If summer follows spring’s lead, we’re in for a hot one. It’s been pretty dry in much of the state, too. That’s bad news for farmers and ranchers, for sure, but it’s also not good for hunters.
Nursing big game animals need lots of good, green forage to keep their fawns and calves fed. Unfortunately, a lot of those spring rainstorms that bring the moisture to feed those mommas also comes with cold temperatures. We lose a lot of young big game animals in wet springs.
But we lose a lot in hot, dry weather, too. Hopefully this spring’s weather split the difference, and we’ll have a good crop of new antelope, deer, elk and moose. The drought we’re facing is cause for concern, though. Even though much of the state looks pretty green right now, if the temperatures continue to stay high and not a lot of rain comes to the rescue, the situation’s going to look pretty grim.
We’ve already seen the negative effects of the drought. We’ve had scores of wildfires break out across the state, most triggered by lightning. The drier it gets, the higher the risk will become for more fires. Last year’s fires were bad, but this year could bring even worse blazes to the high country.

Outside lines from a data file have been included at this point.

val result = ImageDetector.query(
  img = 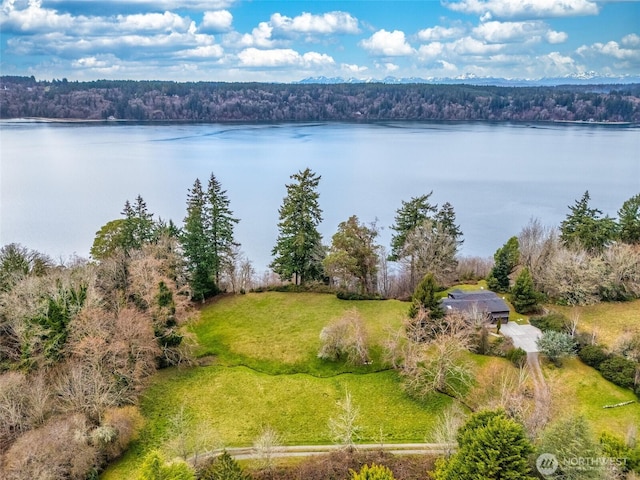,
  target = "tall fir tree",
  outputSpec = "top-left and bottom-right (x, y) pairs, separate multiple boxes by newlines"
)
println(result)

With any luck, we’ll get a few more big rainstorms before the dry season really takes hold. Either way, though, be sure to stay safe if you go camping or scouting this summer. Follow the fire regulations, and if campfires are allowed, watch them closely. Make sure they’re completely out before you turn in for the night or break camp. When it’s as dry out there as it already is, it doesn’t take much to turn a forest into an ashtray.